The chart below illustrates a 6sigma diagram; actual data rarely shows such an ideal state. When we look at control charts, they typically appear as shown below: 

However, we often want to know the number or proportion of these points located in the upper and lower ABC zones. The horizontal axis divisions of a normal distribution histogram are often automatically generated, and not necessarily corresponding to each sigma. The following chart divides the upper and lower ABC zones into intervals for each sigma. 

Variable Subgroup Control Chart (Another coined term)

Often, the number of samples in each batch is not fixed (not sampled by a fixed subgroup size).
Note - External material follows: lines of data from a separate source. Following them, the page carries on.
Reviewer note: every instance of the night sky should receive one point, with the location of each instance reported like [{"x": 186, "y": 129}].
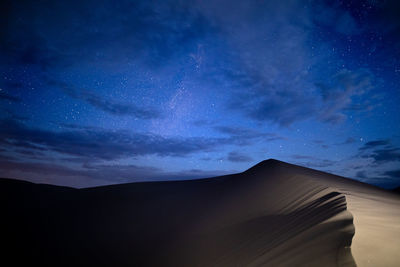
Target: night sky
[{"x": 101, "y": 92}]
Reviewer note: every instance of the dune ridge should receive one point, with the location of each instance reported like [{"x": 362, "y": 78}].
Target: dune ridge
[{"x": 273, "y": 214}]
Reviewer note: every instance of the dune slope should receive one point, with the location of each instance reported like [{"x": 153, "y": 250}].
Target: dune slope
[{"x": 274, "y": 214}]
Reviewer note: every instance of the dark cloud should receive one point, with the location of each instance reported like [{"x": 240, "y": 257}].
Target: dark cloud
[
  {"x": 344, "y": 91},
  {"x": 245, "y": 136},
  {"x": 8, "y": 97},
  {"x": 385, "y": 155},
  {"x": 361, "y": 174},
  {"x": 348, "y": 141},
  {"x": 381, "y": 151},
  {"x": 395, "y": 174},
  {"x": 235, "y": 156},
  {"x": 114, "y": 108},
  {"x": 100, "y": 144},
  {"x": 374, "y": 144},
  {"x": 142, "y": 30},
  {"x": 313, "y": 162}
]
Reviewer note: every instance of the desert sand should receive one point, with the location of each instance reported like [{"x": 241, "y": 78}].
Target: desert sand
[{"x": 274, "y": 214}]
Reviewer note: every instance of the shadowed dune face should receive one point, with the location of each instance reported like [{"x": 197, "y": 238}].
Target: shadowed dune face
[{"x": 271, "y": 215}]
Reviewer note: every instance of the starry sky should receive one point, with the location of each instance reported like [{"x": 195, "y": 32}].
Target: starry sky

For the obtained data, we use the average to plot the chart and display each batch's data points on the chart to intuitively observe the distribution of the points.

Rainbow Chart (Pre-control Chart)

The pre-control chart is a newer, simpler, more user-friendly, and more economical quality control technique. Compared to traditional Shewhart control charts, it is statistically more powerful, allowing quicker identification and response to anomalies by setting predefined limits. It is suitable for real-time production line monitoring and small batch production environments.

Capability Analysis Chart

The capability analysis chart is a comprehensive tool for process capability analysis. It includes a data distribution chart, overall and within-group distribution fitting curves, and indicators such as PPK, CPK, and Ca. These charts and indicators help us evaluate process performance and capability comprehensively, identify potential issues, and provide a basis for process improvement. Through these analyses, we can better understand process stability and consistency, thus more effectively controlling quality. 

Capability Comparison Chart

The capability comparison chart visually compares specification limits, within-group actual deviation (range), and overall actual deviation (range). It allows us to see:

• Whether the data is within the specified range.
• The variation within subgroups.
• The overall data variation.

This chart helps identify issues within the process, such as if within-group deviation is much smaller than the overall deviation, it may indicate significant differences between batches. Conversely, if within-group and overall deviations are close, it indicates a more consistent and stable process. 

Subgroup Distribution Chart

This chart shows the distribution of measurement values for each subgroup. Each subgroup's measurement data is represented by a box plot. The box plot displays the median, interquartile range, and potential outliers for each subgroup. Red dots indicate outliers within each subgroup, significantly deviating from other data points, suggesting further attention and analysis may be needed.

This chart helps us intuitively understand the central tendency and dispersion of each subgroup's data, identify potential outliers, and thus better conduct quality control and data analysis. 

Normality Test Chart

The normality test chart is a tool used to assess whether data follows a normal distribution. By plotting data points on a specific chart, such as a Q-Q plot (Quantile-Quantile Plot) or a P-P plot (Probability-Probability Plot), it compares the actual data distribution to the theoretical normal distribution. If the data points roughly follow a straight line, the data conforms to a normal distribution; significant deviations indicate that the data may not follow a normal distribution. This chart is intuitive and easy to interpret, commonly used in statistical analysis. 

Machine Learning Anomaly Detection Chart

Machine learning for anomaly detection involves classifying data into two categories using regression-based binary classification methods, where the less frequent category is deemed anomalous. Algorithms such as linear regression, support vector machines (SVM), random forests, and K-means can be used.

However, machine learning for anomaly detection has a critical weakness: the judgment process is often a black box, making it difficult to understand. Unlike SPC's standard eight anomaly detection rules, we cannot clearly know why the machine learning algorithm determines a point as anomalous, making it challenging to find the underlying cause. 

Among the analysis charts and tools mentioned above, there are always some that suit your needs.